Stone and Wood lose battle over beer name
WHEN you ask for your favourite Pacific Ale, be sure to specify the maker, after Byron Bay's Stone & Wood lost their case to stop a Melbourne firm's Belgium brew from using the same name.
On Friday March 9, the Full Federal Court dismissed an appeal by Stone & Wood against a 2016 judgment which found they had not proven competitors, rival Elixir's Thunder Road, had infringed their registered trademark, which carries the words 'Pacific Ale'.
It's move is sure to upset fans of the Northern Rivers company, who brews its beer locally while Melbourne-based Elixir has its Thunder Road Pacific Ale bottled in Belgium.

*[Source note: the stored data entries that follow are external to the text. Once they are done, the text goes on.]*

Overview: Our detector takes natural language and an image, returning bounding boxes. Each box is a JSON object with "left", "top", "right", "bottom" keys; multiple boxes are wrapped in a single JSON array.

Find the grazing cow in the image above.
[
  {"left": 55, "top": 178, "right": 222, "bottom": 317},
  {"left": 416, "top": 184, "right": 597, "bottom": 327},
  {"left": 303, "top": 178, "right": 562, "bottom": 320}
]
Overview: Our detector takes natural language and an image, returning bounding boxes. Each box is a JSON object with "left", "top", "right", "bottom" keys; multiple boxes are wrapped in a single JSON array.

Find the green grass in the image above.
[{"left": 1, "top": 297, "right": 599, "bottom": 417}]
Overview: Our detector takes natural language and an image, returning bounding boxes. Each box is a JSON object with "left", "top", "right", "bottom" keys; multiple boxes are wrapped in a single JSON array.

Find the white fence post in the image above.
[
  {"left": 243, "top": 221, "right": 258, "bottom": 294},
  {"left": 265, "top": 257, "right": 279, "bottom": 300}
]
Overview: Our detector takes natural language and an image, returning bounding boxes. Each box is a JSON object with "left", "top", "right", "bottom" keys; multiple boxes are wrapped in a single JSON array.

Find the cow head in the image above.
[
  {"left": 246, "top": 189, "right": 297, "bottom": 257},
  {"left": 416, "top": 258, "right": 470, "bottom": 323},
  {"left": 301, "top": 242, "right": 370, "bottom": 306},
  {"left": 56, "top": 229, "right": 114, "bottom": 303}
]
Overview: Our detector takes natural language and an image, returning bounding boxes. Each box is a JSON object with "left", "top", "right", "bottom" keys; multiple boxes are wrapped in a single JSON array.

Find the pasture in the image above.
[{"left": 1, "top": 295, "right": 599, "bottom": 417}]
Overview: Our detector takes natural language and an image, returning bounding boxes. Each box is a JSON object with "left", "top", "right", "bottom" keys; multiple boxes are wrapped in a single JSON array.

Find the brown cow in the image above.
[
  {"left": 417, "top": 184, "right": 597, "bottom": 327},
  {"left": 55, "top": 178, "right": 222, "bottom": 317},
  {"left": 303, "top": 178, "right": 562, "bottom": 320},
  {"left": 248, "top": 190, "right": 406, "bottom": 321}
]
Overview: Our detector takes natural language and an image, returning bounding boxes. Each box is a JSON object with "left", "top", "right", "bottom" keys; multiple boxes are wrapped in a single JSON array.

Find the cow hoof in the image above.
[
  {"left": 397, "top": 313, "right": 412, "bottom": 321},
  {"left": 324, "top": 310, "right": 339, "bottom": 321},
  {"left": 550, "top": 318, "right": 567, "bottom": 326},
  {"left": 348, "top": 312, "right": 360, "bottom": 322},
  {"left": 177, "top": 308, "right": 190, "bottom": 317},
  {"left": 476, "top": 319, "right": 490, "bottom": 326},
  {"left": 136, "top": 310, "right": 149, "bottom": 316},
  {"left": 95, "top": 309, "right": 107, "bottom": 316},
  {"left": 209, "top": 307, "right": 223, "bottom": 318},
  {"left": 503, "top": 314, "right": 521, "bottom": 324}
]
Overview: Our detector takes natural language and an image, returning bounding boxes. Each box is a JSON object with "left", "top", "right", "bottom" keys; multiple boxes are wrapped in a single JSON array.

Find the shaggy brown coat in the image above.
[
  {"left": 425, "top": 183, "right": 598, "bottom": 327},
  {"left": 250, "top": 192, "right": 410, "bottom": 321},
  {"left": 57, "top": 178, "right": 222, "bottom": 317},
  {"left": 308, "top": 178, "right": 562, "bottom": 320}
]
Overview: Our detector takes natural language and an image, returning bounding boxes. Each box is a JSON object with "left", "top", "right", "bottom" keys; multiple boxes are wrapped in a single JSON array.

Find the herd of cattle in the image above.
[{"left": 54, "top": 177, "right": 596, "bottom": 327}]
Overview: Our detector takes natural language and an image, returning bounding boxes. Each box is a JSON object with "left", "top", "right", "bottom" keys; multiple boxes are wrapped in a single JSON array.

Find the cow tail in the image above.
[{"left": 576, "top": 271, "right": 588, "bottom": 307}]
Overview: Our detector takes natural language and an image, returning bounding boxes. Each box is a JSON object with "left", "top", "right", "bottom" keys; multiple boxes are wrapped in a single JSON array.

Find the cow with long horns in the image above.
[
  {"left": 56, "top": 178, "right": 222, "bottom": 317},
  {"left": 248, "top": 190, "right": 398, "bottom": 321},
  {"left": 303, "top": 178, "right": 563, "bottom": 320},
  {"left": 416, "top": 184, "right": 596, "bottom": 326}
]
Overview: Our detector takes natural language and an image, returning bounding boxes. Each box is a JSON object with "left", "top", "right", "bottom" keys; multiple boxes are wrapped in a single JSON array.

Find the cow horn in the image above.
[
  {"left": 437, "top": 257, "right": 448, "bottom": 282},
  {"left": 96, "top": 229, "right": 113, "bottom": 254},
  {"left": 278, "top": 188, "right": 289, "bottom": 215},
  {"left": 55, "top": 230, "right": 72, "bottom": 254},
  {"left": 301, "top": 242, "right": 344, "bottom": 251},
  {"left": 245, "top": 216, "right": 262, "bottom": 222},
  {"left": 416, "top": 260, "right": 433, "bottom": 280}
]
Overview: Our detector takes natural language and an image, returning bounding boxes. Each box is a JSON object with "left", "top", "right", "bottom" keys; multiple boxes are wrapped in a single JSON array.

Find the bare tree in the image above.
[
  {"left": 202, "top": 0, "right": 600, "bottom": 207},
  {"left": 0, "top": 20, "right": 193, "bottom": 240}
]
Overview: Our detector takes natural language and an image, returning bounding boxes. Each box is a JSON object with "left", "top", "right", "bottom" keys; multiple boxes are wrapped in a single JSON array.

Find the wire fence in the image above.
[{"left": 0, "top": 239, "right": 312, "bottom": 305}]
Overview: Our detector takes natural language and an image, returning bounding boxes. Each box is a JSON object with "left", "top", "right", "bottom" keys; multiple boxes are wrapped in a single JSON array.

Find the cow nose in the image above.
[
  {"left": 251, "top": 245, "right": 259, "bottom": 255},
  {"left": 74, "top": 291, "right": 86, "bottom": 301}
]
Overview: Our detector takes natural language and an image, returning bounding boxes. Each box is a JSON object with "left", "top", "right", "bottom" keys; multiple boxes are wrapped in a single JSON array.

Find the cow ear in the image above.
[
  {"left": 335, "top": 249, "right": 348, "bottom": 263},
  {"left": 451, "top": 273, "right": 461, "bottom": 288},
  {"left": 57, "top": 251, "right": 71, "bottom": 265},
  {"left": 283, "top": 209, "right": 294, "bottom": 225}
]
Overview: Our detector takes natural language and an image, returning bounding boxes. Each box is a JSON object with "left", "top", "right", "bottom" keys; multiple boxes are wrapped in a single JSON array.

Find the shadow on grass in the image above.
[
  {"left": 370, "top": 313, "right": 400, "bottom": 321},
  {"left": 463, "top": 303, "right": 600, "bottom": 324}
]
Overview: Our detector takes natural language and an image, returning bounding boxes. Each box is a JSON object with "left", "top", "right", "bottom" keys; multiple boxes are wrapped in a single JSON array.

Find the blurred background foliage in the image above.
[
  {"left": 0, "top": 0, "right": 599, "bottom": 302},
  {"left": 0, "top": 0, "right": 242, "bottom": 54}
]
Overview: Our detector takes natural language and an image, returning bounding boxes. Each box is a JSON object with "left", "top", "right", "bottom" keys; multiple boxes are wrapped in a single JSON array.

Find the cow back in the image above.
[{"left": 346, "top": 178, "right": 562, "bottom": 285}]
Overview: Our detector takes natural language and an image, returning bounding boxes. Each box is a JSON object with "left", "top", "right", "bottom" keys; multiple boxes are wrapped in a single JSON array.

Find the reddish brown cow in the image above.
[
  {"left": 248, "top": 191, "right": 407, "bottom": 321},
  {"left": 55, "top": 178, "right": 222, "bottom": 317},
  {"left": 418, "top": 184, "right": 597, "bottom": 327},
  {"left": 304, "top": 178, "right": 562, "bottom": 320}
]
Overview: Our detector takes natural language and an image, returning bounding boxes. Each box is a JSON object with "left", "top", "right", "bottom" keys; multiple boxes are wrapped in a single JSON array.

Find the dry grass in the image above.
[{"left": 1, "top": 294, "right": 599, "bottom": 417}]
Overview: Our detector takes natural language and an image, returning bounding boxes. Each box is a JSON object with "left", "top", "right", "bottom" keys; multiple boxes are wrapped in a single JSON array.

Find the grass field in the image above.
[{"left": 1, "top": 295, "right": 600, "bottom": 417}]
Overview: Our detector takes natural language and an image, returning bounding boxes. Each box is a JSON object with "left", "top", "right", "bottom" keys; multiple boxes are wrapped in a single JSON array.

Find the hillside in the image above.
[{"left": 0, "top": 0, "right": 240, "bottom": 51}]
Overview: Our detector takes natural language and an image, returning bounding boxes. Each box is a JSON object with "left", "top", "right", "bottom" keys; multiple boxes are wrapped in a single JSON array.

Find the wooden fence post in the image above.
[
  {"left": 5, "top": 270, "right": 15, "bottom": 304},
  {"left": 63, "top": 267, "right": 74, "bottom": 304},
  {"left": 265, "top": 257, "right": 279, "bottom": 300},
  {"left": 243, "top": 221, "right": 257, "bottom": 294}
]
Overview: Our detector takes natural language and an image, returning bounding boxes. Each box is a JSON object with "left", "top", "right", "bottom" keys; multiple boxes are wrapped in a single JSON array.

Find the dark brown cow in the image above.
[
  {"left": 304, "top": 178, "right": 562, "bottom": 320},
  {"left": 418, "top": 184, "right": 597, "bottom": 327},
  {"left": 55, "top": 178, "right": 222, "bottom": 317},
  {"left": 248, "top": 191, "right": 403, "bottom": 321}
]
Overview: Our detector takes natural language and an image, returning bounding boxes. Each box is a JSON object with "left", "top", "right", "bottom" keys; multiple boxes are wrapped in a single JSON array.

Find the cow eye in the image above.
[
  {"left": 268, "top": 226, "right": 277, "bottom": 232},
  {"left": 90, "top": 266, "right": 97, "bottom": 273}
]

This decision was upheld by a panel of three senior judges including the court's most senior wig, Chief Justice James Allsop AO, with Justice Victor Nicholas and Justice Anna Katzmann, who disagreed with their appeal submissions and ordered Stone & Wood to pay Elixir's legal fees.
Stone & Wood co-founder Jamie Cook said the appeal was not about victory or loss, it was about the principal.

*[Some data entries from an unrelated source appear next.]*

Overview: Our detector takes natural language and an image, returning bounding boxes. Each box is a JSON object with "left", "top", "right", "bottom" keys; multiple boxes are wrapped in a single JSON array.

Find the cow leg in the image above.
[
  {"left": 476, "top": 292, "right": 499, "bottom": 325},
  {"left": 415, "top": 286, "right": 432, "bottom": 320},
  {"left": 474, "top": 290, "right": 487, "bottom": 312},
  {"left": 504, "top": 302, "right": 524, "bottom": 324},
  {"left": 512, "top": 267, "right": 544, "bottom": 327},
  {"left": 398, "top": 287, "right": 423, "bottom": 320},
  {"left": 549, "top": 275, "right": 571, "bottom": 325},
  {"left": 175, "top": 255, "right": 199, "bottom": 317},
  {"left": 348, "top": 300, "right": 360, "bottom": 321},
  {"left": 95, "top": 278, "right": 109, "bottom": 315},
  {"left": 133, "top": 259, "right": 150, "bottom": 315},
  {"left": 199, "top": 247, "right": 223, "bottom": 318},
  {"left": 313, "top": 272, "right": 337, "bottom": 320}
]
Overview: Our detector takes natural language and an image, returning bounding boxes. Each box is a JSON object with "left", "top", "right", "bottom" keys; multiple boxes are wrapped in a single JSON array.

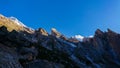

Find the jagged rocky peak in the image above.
[
  {"left": 0, "top": 14, "right": 24, "bottom": 31},
  {"left": 94, "top": 29, "right": 104, "bottom": 37},
  {"left": 107, "top": 28, "right": 118, "bottom": 35},
  {"left": 95, "top": 28, "right": 118, "bottom": 37},
  {"left": 51, "top": 28, "right": 68, "bottom": 40},
  {"left": 8, "top": 16, "right": 27, "bottom": 27},
  {"left": 35, "top": 28, "right": 48, "bottom": 36},
  {"left": 107, "top": 28, "right": 114, "bottom": 32},
  {"left": 0, "top": 14, "right": 120, "bottom": 68},
  {"left": 95, "top": 29, "right": 104, "bottom": 35},
  {"left": 51, "top": 28, "right": 61, "bottom": 37},
  {"left": 0, "top": 14, "right": 34, "bottom": 33}
]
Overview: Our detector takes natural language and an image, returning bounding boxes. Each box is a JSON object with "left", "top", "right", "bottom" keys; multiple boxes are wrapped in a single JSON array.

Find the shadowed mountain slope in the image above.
[{"left": 0, "top": 14, "right": 120, "bottom": 68}]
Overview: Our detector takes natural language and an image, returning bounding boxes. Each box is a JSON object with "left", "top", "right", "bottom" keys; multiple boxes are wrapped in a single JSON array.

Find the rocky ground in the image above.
[{"left": 0, "top": 25, "right": 120, "bottom": 68}]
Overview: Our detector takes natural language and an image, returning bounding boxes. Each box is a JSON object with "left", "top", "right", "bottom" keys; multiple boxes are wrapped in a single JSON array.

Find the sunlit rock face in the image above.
[
  {"left": 51, "top": 28, "right": 61, "bottom": 37},
  {"left": 35, "top": 28, "right": 48, "bottom": 36},
  {"left": 0, "top": 14, "right": 34, "bottom": 33},
  {"left": 0, "top": 14, "right": 120, "bottom": 68},
  {"left": 51, "top": 28, "right": 67, "bottom": 40}
]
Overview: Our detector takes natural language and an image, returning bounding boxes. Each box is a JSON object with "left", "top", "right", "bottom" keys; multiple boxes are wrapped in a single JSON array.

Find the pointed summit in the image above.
[
  {"left": 107, "top": 28, "right": 117, "bottom": 34},
  {"left": 0, "top": 14, "right": 25, "bottom": 31},
  {"left": 8, "top": 16, "right": 26, "bottom": 27},
  {"left": 0, "top": 14, "right": 34, "bottom": 33},
  {"left": 51, "top": 28, "right": 61, "bottom": 37},
  {"left": 107, "top": 28, "right": 117, "bottom": 36},
  {"left": 36, "top": 28, "right": 48, "bottom": 36},
  {"left": 94, "top": 29, "right": 105, "bottom": 38},
  {"left": 95, "top": 29, "right": 104, "bottom": 35}
]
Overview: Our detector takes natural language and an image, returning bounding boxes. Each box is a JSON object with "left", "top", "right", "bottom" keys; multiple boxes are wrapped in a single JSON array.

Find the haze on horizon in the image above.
[{"left": 0, "top": 0, "right": 120, "bottom": 37}]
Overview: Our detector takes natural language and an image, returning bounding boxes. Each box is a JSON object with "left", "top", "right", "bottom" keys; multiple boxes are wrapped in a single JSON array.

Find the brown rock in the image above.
[
  {"left": 51, "top": 28, "right": 61, "bottom": 37},
  {"left": 36, "top": 28, "right": 48, "bottom": 36}
]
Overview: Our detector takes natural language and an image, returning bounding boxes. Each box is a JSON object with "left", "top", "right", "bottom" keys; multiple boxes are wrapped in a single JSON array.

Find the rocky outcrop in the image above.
[
  {"left": 51, "top": 28, "right": 67, "bottom": 40},
  {"left": 35, "top": 28, "right": 48, "bottom": 36},
  {"left": 51, "top": 28, "right": 61, "bottom": 37},
  {"left": 0, "top": 14, "right": 34, "bottom": 33},
  {"left": 0, "top": 25, "right": 120, "bottom": 68},
  {"left": 0, "top": 43, "right": 22, "bottom": 68},
  {"left": 24, "top": 60, "right": 65, "bottom": 68}
]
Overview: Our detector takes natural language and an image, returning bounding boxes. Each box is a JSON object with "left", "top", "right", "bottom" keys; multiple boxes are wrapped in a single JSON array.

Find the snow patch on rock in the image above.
[
  {"left": 72, "top": 35, "right": 84, "bottom": 41},
  {"left": 8, "top": 16, "right": 26, "bottom": 27}
]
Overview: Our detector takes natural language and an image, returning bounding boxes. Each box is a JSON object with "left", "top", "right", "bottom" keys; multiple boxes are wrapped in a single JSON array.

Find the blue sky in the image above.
[{"left": 0, "top": 0, "right": 120, "bottom": 37}]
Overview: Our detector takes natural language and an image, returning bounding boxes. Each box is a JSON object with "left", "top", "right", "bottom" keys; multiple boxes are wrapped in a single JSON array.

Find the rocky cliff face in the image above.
[
  {"left": 0, "top": 14, "right": 34, "bottom": 33},
  {"left": 0, "top": 14, "right": 120, "bottom": 68}
]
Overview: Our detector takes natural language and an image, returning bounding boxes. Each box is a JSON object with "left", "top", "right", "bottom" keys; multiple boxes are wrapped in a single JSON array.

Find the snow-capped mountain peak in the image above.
[
  {"left": 88, "top": 35, "right": 93, "bottom": 38},
  {"left": 72, "top": 35, "right": 84, "bottom": 41},
  {"left": 8, "top": 16, "right": 26, "bottom": 27},
  {"left": 71, "top": 35, "right": 94, "bottom": 42},
  {"left": 0, "top": 14, "right": 4, "bottom": 18},
  {"left": 0, "top": 14, "right": 34, "bottom": 33}
]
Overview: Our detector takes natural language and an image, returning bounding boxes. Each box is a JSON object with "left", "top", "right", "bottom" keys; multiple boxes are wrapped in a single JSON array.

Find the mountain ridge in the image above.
[
  {"left": 0, "top": 14, "right": 120, "bottom": 68},
  {"left": 0, "top": 14, "right": 95, "bottom": 40}
]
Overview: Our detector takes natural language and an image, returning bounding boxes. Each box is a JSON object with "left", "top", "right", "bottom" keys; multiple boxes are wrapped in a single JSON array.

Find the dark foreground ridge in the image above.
[{"left": 0, "top": 25, "right": 120, "bottom": 68}]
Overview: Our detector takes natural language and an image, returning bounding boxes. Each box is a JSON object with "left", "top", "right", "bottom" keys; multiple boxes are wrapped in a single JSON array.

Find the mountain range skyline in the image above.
[
  {"left": 0, "top": 13, "right": 120, "bottom": 67},
  {"left": 1, "top": 0, "right": 120, "bottom": 68},
  {"left": 0, "top": 14, "right": 91, "bottom": 41},
  {"left": 1, "top": 0, "right": 120, "bottom": 37}
]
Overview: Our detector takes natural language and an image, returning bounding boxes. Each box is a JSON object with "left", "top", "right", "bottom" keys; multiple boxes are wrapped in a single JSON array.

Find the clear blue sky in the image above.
[{"left": 0, "top": 0, "right": 120, "bottom": 37}]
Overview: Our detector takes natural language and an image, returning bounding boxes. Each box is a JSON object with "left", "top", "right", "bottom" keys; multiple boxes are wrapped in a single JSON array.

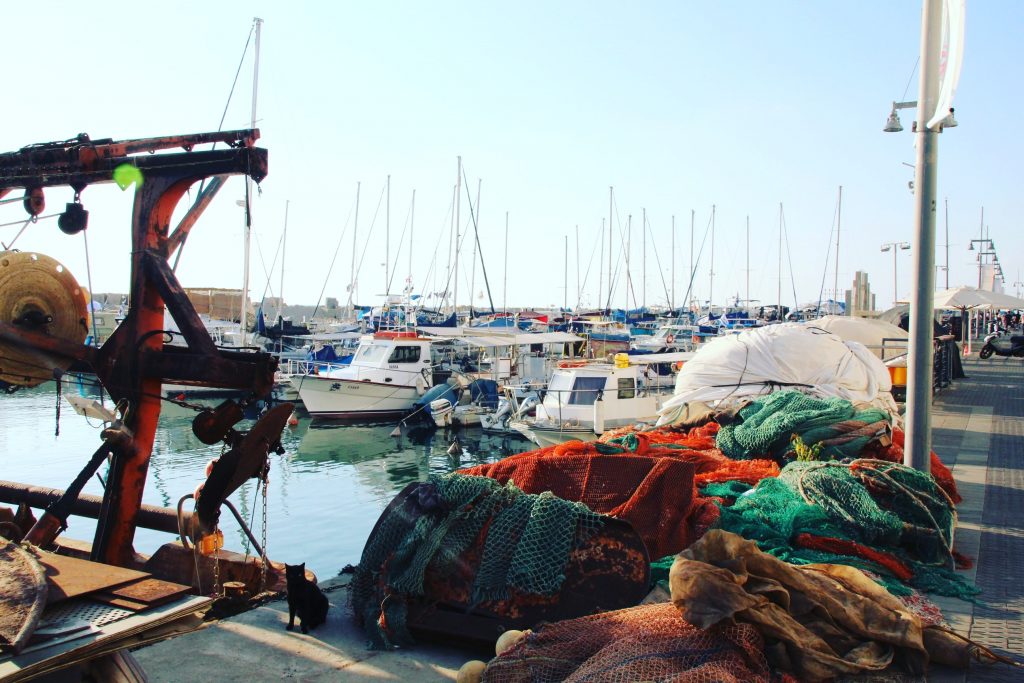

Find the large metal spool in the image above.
[{"left": 0, "top": 251, "right": 88, "bottom": 387}]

"This judgement is the closure of just one chapter in what has been a long drawn out process of us protecting our IP (intellectual property)," he said.
"It wasn't about winning or losing, it was about making a stand on behalf of our community - team, customers, drinkers and suppliers - it was about making a stand for originality and creativity."
Mr Cook said there are a lot of businesses in this industry that search for new spaces and create new directions.
"It's fine for the rest of the industry to capitalise on the momentum created by that if it's done in a respectful way," he said.
"We also understand it's a cluttered market and occasionally we, as an industry, unknowingly step on each other's toes. In those situations, we can usually sort it out brewer to brewer."
Mr Cook said Stone & Wood has demonstrated an ability to do just that in the past.
"We changed our branding when we accidentally used a beer name that had been used by another brewer, our stance is about trying to maintain a respectful industry," he said.
"Meanwhile, we are now left with continuing our efforts to have our IP protected via the trade mark process, by dealing with the current opposition to the Pacific Ale Trade Mark registration which will take some time to resolve."